Wednesday, December 30, 2020

What is your Essence?

 For those of you who pay attention to new movies that have been released in the past year, a Disney/Pixar release called Soul has been getting some recent attention (available only by streaming on Disney + channel).  The reviews have been good, so Judy and I watched it last night.  It raises many, many philosophical and theological questions, many of which shoot past in dialogue or situation very quickly, but the story is charming and the graphics are amazing.  

For example, one of the characters is 2-dimensional.  When was the last time you saw an actual 2-dimensional character in a movie?  (Hint: comic characters in the newspaper are only lines on paper, hence 2-dimensioinal.  The movie characters in Soul have been reduced to the absolute graphic minimum, and they are fantastic.)   I’ve teased out one of the major threads presented in the movie, “What is your essence?”, and I think we can make a pretty good BQ out of it.  If you have a chance to watch the movie before we have our meeting it would be best, but isn’t totally necessary.

In the movie, newly formed proto-soul’s have a short series of attributes they need to obtain before they are fully formed and ready to fall to Earth to start to inhabit a body.  One of these attributes is an essence.  They are allowed to find whatever their essence is through a process of participating or observing anything that happens or can be done on Earth (a pretty fun scene), and once identified, their soul is complete and off they go. 

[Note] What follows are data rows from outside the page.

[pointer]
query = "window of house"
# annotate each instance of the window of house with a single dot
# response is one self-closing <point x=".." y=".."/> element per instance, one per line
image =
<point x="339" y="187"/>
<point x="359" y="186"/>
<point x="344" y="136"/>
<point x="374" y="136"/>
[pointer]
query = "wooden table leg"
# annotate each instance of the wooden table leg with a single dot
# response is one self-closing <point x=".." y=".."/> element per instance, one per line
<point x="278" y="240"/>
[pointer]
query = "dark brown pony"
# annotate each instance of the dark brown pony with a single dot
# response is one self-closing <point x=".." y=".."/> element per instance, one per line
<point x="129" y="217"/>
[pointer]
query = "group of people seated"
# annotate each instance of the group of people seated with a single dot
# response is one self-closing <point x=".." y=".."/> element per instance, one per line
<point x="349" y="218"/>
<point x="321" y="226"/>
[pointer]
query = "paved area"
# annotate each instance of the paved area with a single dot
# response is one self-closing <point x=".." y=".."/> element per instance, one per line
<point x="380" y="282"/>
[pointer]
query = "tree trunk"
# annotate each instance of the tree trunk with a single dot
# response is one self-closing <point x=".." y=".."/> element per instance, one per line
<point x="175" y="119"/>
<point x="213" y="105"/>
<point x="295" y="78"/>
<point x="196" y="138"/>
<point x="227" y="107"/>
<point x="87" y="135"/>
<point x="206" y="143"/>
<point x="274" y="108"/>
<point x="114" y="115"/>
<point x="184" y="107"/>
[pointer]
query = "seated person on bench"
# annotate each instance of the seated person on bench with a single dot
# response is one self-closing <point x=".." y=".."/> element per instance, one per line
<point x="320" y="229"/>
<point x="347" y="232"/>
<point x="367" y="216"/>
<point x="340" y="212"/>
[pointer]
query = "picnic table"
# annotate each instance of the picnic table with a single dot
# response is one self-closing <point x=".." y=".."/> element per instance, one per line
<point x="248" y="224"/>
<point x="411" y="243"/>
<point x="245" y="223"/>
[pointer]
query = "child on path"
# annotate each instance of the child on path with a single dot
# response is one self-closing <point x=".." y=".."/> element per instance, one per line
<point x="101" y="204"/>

The hero of the movie is Joe, a former living human with a fully formed soul, but things have conspired to place his adult soul among the newly formed little souls who are gathering attributes.  Joe knows exactly what his passion is as a human has madly pursued it, and only learns of his essence later, upon reflection.  He learns that the conflicts and disappointments in his life that he has been fighting all along are because his passion blinded him to the greater good he was actually doing with his essence.

This passion vs essence conflict jumps off the screen to me as it is a manifestation of Fredrick Nietzsche’s famous quote, “Become who you are!”  This sentiment ran its course philosophically in the 1800’s and 1900’s and influenced notable thinkers like Carl Jung and Albert Camus, among many others.  Read about it here.

This topic has been done before, in the Being vs Becoming topic we did last Sept 3.  Seeing it presented so well in this movie drags it up again for me.  I hope you get a chance to see it before we meet.